An autistic teenager, who studied at Hobart College last year, received his TCE in the mail only to be told a month later that it was a mistake and he hadn’t passed.
That was after a year of misinformation from the college, about whether Jacob O’Beirne would receive his tick for numeracy through a Ticket To Work program.
The Education Department said it acknowledged and regretted the circumstances that led to the TCE being “incorrectly issued to a Hobart College student in 2016, including the misinformation provided to the family around the requirements of the Certificate 2 and confusion that occurred”.
Jacob completed a Certificate 2 in business through the program, in collaboration with the college. Before the 2016 school year started, his mother Sharon said she was told the course would include a tick for numeracy, ICT and literacy for the TCE.
However, in the middle of the year, Ms O’Beirne received an email from the college, saying Jacob had been flagged for numeracy, and had to do a test. When she questioned it, the school double-checked and replied saying she was correct and Jacob did not need to do any tests. But then, two weeks before the end of the school year, Jacob came home in tears.
“He said the school had made him sit down and do the Safety Net test for maths today,” Ms O’Beirne said. “I said, ‘no you didn’t have to do that, I have an email’.”
After even more back-and-forths between the Education Department, Learning Services South and the college, Ms O’Beirne was told Jacob wouldn’t pass his TCE, despite what they had been told throughout the year, and that he could repeat year 12 at Rosny College in 2017.

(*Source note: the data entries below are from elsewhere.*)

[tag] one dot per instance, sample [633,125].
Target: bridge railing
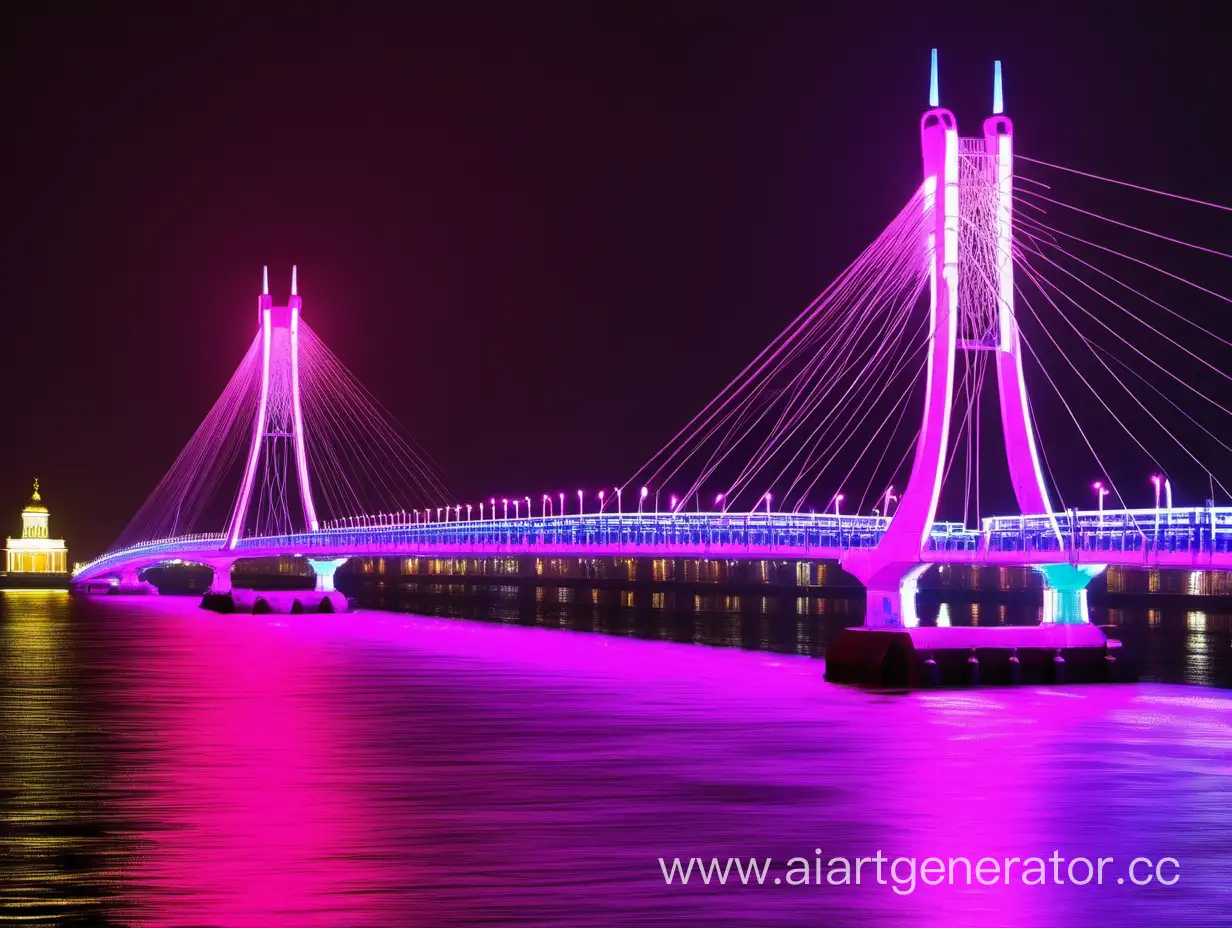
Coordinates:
[182,544]
[1072,534]
[1195,530]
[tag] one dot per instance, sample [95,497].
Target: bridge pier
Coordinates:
[325,568]
[1065,592]
[131,583]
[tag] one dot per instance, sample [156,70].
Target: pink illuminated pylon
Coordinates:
[279,409]
[891,569]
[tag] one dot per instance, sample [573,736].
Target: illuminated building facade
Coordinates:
[36,551]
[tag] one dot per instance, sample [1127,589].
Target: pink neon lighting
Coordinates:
[297,412]
[245,489]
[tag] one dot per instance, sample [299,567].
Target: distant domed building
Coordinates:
[36,552]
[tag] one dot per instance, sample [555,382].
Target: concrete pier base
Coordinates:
[129,583]
[285,602]
[911,658]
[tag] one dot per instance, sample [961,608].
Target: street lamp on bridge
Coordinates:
[1100,491]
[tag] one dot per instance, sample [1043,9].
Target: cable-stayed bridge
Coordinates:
[882,382]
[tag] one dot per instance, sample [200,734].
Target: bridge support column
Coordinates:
[131,583]
[890,602]
[1065,592]
[325,568]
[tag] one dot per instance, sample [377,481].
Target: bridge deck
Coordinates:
[1195,539]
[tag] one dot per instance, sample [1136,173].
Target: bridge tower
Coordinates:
[279,417]
[968,226]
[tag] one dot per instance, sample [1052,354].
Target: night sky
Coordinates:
[543,238]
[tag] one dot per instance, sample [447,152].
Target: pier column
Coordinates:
[890,598]
[222,582]
[131,582]
[325,568]
[1065,592]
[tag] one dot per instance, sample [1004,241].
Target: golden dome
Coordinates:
[36,502]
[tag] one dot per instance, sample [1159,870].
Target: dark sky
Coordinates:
[543,237]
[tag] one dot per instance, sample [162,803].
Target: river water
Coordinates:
[163,765]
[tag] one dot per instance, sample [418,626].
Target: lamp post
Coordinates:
[890,498]
[1100,491]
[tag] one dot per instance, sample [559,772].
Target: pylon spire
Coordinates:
[934,94]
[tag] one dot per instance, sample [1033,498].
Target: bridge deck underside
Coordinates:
[1196,539]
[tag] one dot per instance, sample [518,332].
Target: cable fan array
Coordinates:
[1135,351]
[359,461]
[823,404]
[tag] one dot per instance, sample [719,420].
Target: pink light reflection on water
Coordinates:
[382,769]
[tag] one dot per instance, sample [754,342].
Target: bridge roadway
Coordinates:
[1183,539]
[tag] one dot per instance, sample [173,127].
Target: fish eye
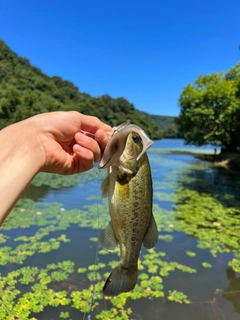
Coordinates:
[135,138]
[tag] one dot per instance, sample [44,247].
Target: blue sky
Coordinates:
[145,51]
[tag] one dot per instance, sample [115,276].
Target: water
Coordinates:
[214,292]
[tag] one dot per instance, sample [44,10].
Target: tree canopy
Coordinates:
[25,91]
[210,110]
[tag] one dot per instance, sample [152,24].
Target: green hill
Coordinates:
[25,91]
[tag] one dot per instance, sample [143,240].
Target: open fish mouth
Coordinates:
[116,144]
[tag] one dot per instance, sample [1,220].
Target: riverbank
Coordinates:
[228,160]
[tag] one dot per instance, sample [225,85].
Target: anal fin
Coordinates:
[151,237]
[107,239]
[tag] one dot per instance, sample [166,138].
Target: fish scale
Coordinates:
[129,188]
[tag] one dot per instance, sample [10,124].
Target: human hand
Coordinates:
[70,142]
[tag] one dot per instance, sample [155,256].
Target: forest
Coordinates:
[25,91]
[210,110]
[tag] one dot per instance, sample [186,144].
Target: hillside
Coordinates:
[25,91]
[166,124]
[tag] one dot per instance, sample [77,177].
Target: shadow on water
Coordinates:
[222,184]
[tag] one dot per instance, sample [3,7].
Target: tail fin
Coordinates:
[120,280]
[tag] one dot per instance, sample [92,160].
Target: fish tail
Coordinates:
[120,280]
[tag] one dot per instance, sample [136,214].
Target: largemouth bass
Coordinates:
[129,189]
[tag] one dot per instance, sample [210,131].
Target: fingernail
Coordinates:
[81,137]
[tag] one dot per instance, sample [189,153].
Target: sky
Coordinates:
[145,51]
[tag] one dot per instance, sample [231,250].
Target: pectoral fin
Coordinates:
[107,239]
[151,237]
[104,187]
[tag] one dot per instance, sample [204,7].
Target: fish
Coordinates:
[116,145]
[128,186]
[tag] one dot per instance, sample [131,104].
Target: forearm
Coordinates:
[20,161]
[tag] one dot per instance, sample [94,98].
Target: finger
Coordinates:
[102,138]
[84,158]
[90,144]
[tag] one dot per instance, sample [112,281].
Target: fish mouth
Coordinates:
[117,143]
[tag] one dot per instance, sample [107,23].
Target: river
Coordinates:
[194,272]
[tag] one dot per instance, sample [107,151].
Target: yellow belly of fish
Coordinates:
[123,190]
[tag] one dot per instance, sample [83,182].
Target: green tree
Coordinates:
[210,110]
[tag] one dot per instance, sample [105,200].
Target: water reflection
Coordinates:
[232,293]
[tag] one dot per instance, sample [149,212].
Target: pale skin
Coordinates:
[56,142]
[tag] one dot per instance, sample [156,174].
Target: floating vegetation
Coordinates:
[195,222]
[190,253]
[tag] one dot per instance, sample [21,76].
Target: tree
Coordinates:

However, when his TCE arrived in the mail, it said he had passed, with a tick for numeracy. Ms O’Beirne assumed the college had made a mistake and the tick had been included, meaning Jacob had passed year 12. “As far as we were concerned, this was now done and dusted and we didn’t want to hear anymore about it.”
About a month later, Ms O’Beirne found out there had been a “mistake”, and Jacob hadn’t passed his TCE. “How can this be? I can understand someone making one mistake, but making multiple mistakes. It keeps on going.”
A department spokesperson said they had apologised to Jacob and his family for the “understandable distress and confusion caused”.
“The incidence occurred where the student was incorrectly listed as having completed the Adult Everyday Standard in Numeracy skill test.
“Representatives from the department and the Office of Tasmanian Assessment, Standards and Certification have been in contact with the student’s family to outline options and support for the student to sit the Adult Everyday Standard in Numeracy skill test and successfully complete the TCE.
“This is a one-off incident that was identified with action taken to correct the error. Senior officers from within the department and TASC will continue to investigate the circumstances surrounding this incident to ensure errors of this nature do not happen again.”